Highland Park Community College
- Former name: Highland Park Junior College
- Type: Junior (1918 - ?) Community (? - 1996)
- Active: 1918–1996
- Location: Highland Park, Michigan

= Highland Park Community College =

College in Michigan, United States

Highland Park Community College, formerly Highland Park Junior College, was a public community college located in Highland Park, Michigan. Highland Park Community College was an urban campus and the focus of many efforts to benefit urban populations.

==History==
The college was founded in 1918 as Highland Park Junior College.

On May 21, 1954, the college has its radio station, WHPR-FM, sign on.

The college sold its radio station to R.J. Watkins Late Night Entertainment. The school was closed in 1996. The Highland Park Career Academy was brought in to replace it.
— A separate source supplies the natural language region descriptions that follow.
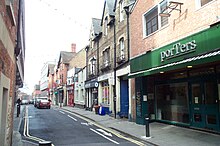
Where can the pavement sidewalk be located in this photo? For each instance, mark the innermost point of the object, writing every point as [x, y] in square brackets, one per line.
[161, 134]
[17, 138]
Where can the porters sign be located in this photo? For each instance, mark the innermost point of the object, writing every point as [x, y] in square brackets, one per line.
[178, 50]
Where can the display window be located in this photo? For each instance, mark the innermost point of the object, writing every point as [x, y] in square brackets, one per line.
[105, 93]
[172, 102]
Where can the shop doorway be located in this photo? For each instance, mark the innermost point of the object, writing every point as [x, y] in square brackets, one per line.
[204, 104]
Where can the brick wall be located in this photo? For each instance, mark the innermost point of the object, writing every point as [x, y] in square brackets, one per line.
[191, 20]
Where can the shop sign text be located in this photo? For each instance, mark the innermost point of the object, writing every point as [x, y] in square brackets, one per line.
[177, 50]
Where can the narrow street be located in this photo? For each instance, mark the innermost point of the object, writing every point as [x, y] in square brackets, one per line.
[63, 129]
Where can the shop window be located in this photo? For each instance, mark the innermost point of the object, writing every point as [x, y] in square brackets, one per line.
[210, 94]
[197, 118]
[172, 102]
[211, 119]
[105, 93]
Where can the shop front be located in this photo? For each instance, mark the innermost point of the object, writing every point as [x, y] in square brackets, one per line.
[180, 83]
[70, 95]
[91, 87]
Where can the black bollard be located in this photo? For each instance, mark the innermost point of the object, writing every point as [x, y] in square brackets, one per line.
[147, 119]
[18, 110]
[45, 143]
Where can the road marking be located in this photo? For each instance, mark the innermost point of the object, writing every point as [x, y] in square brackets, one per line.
[104, 136]
[62, 112]
[107, 129]
[104, 132]
[26, 128]
[72, 118]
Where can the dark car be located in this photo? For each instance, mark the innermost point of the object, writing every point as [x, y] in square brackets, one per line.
[43, 102]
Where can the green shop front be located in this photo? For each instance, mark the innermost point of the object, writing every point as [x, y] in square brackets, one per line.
[180, 82]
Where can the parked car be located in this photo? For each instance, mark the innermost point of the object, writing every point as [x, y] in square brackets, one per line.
[43, 102]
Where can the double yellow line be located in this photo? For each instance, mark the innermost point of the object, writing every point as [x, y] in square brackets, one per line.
[26, 128]
[107, 129]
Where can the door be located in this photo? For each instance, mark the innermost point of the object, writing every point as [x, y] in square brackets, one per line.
[124, 100]
[204, 104]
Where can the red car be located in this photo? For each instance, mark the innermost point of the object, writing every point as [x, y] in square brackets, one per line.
[43, 102]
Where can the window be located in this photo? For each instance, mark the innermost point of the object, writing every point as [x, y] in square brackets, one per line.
[105, 92]
[122, 46]
[164, 20]
[106, 26]
[203, 2]
[121, 6]
[152, 21]
[92, 64]
[106, 57]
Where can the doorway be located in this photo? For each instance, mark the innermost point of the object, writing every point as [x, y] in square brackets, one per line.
[204, 104]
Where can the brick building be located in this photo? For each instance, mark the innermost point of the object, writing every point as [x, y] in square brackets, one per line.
[175, 62]
[12, 53]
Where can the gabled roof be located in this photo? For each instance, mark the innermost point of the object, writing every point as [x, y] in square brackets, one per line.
[109, 7]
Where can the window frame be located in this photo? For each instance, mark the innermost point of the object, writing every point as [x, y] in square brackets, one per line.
[159, 19]
[121, 10]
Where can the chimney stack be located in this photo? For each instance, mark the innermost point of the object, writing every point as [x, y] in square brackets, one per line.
[73, 48]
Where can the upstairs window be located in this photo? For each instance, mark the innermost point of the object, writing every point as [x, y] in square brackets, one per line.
[106, 26]
[106, 57]
[152, 20]
[164, 20]
[122, 48]
[121, 8]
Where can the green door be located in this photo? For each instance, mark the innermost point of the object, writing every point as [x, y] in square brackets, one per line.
[204, 104]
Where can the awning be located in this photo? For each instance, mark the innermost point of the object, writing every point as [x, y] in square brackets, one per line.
[196, 60]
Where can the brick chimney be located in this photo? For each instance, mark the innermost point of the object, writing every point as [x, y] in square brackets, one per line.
[73, 48]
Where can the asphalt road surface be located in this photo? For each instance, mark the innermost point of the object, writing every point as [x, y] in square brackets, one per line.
[66, 129]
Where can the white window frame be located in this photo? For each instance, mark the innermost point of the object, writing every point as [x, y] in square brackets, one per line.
[158, 7]
[199, 3]
[121, 10]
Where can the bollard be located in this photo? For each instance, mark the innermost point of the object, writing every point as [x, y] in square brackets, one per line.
[18, 110]
[147, 119]
[45, 143]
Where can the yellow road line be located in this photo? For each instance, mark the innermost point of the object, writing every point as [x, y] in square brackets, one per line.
[107, 129]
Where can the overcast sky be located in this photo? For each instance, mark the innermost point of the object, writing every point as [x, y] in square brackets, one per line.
[51, 27]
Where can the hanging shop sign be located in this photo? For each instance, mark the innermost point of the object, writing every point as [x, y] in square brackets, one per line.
[178, 50]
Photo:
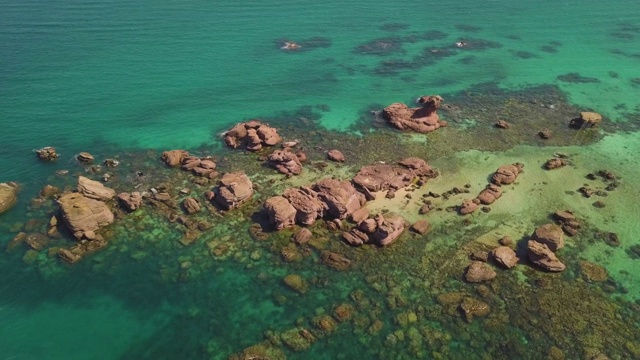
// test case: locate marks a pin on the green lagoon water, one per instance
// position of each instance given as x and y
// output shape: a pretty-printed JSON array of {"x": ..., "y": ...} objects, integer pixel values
[{"x": 122, "y": 78}]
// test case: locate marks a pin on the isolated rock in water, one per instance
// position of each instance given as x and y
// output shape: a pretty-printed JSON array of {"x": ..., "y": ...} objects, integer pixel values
[
  {"x": 542, "y": 256},
  {"x": 340, "y": 197},
  {"x": 467, "y": 207},
  {"x": 234, "y": 189},
  {"x": 555, "y": 163},
  {"x": 490, "y": 194},
  {"x": 191, "y": 205},
  {"x": 388, "y": 231},
  {"x": 507, "y": 174},
  {"x": 381, "y": 177},
  {"x": 85, "y": 157},
  {"x": 281, "y": 213},
  {"x": 307, "y": 203},
  {"x": 8, "y": 196},
  {"x": 130, "y": 201},
  {"x": 174, "y": 158},
  {"x": 286, "y": 162},
  {"x": 586, "y": 119},
  {"x": 505, "y": 256},
  {"x": 94, "y": 189},
  {"x": 423, "y": 119},
  {"x": 335, "y": 155},
  {"x": 550, "y": 235},
  {"x": 82, "y": 214},
  {"x": 478, "y": 271},
  {"x": 47, "y": 153}
]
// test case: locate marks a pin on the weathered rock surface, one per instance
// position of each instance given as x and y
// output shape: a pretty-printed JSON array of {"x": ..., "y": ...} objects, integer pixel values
[
  {"x": 8, "y": 196},
  {"x": 94, "y": 189},
  {"x": 478, "y": 271},
  {"x": 341, "y": 197},
  {"x": 423, "y": 119},
  {"x": 285, "y": 161},
  {"x": 252, "y": 134},
  {"x": 490, "y": 194},
  {"x": 174, "y": 158},
  {"x": 307, "y": 203},
  {"x": 130, "y": 201},
  {"x": 47, "y": 153},
  {"x": 505, "y": 256},
  {"x": 82, "y": 214},
  {"x": 550, "y": 235},
  {"x": 507, "y": 174},
  {"x": 234, "y": 189},
  {"x": 542, "y": 256},
  {"x": 335, "y": 155},
  {"x": 281, "y": 213}
]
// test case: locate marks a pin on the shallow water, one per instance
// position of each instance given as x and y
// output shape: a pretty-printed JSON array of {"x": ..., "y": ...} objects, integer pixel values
[{"x": 126, "y": 79}]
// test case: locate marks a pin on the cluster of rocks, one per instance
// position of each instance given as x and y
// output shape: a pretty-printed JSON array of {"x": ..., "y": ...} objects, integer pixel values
[
  {"x": 204, "y": 167},
  {"x": 505, "y": 175},
  {"x": 252, "y": 135},
  {"x": 423, "y": 119},
  {"x": 8, "y": 196},
  {"x": 339, "y": 200}
]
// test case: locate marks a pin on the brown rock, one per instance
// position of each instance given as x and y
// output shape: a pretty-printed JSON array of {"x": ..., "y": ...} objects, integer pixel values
[
  {"x": 234, "y": 189},
  {"x": 8, "y": 196},
  {"x": 191, "y": 205},
  {"x": 550, "y": 235},
  {"x": 478, "y": 271},
  {"x": 130, "y": 201},
  {"x": 421, "y": 227},
  {"x": 507, "y": 174},
  {"x": 542, "y": 256},
  {"x": 82, "y": 214},
  {"x": 505, "y": 256},
  {"x": 335, "y": 155},
  {"x": 280, "y": 211},
  {"x": 305, "y": 200},
  {"x": 94, "y": 189},
  {"x": 174, "y": 158},
  {"x": 490, "y": 194}
]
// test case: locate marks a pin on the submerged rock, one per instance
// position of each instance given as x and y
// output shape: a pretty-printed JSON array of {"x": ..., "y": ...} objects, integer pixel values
[
  {"x": 423, "y": 119},
  {"x": 82, "y": 214},
  {"x": 234, "y": 189},
  {"x": 94, "y": 189},
  {"x": 8, "y": 196},
  {"x": 542, "y": 256}
]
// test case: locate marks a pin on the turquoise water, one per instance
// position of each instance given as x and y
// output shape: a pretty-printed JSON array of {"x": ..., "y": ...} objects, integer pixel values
[{"x": 122, "y": 78}]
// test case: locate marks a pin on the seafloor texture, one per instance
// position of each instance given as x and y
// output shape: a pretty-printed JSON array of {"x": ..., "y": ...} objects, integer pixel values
[{"x": 179, "y": 276}]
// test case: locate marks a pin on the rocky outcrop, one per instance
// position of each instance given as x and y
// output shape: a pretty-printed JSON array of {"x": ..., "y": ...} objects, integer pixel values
[
  {"x": 505, "y": 256},
  {"x": 8, "y": 196},
  {"x": 335, "y": 155},
  {"x": 507, "y": 174},
  {"x": 47, "y": 153},
  {"x": 285, "y": 161},
  {"x": 234, "y": 189},
  {"x": 281, "y": 213},
  {"x": 94, "y": 189},
  {"x": 308, "y": 205},
  {"x": 478, "y": 271},
  {"x": 84, "y": 216},
  {"x": 252, "y": 134},
  {"x": 586, "y": 119},
  {"x": 174, "y": 158},
  {"x": 130, "y": 201},
  {"x": 340, "y": 197},
  {"x": 423, "y": 119},
  {"x": 490, "y": 194},
  {"x": 550, "y": 235},
  {"x": 540, "y": 255}
]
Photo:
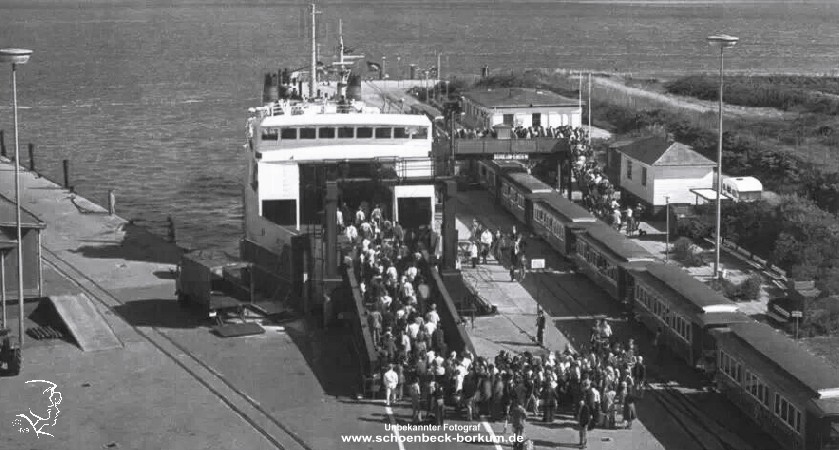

Robert Elmes bought the campus for $18,000.

==Programs==
Among other programs the college had a nursing program. WHPR-FM was originally run by Highland Park Community College.

==Alumni==
Among the alumni of Highland Park Community College is Michigan State Senator Martha G. Scott as well as Detroit activist General Baker, Jr., and Radio Announcer, Karla Fox formerly of WJZZ/WCHB, Smooth Jazz V-98.7, Mix 92.3, WJLB, Radio One and other Broadcast Companies. Textile artist and interior designer Carole Harris is an alum, as is her husband, writer Bill Harris.